The event is expected to attract hundreds of experts from Europe and further afield and aims to examine how the process of returning stolen artworks can be accelerated.
In 2000, the UK government established the Spoliation Advisory Panel to examine claims of Nazi-looted art in British collections. Since then, the panel has advised on 20 such claims and 23 cultural objects [such as the Constable formerly at Tate, above] have either been returned to families or they have received compensation.
Whilst I've always been in favour of the most rigorous attempts to return Nazi-looted goods, I have written before about setting some kind of time limit on restitution in general. This was prompted some years ago by the ridiculous case of the UK dealer Mark Weiss being forced to hand over a painting the French government said had been stolen in the early 1800s.
Update - a areader writes:
Presumably the Weiss case sets a precedent for restitution of a sizeable portion of the Louvre collection stolen by Napoleon during this same period.

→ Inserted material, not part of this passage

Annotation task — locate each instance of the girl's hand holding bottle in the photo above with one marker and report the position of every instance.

Update II - another reader writes:
In your interesting piece re: UK restitution laws to be strengthened, you mentioned the "ridiculous" Weiss/Tournier case. Even though I consider, like you, that reasonable time limits should be set in any country, I also believe that a dealer as experienced as Mark Weiss should have taken the time to read the 2001 Tournier exhibition catalogue (page 177, "Portement de croix", gone missing from the musée des Augustins after 1818) prior to purchasing the painting from the group of dealers who bought it at auction in Florence in 2009.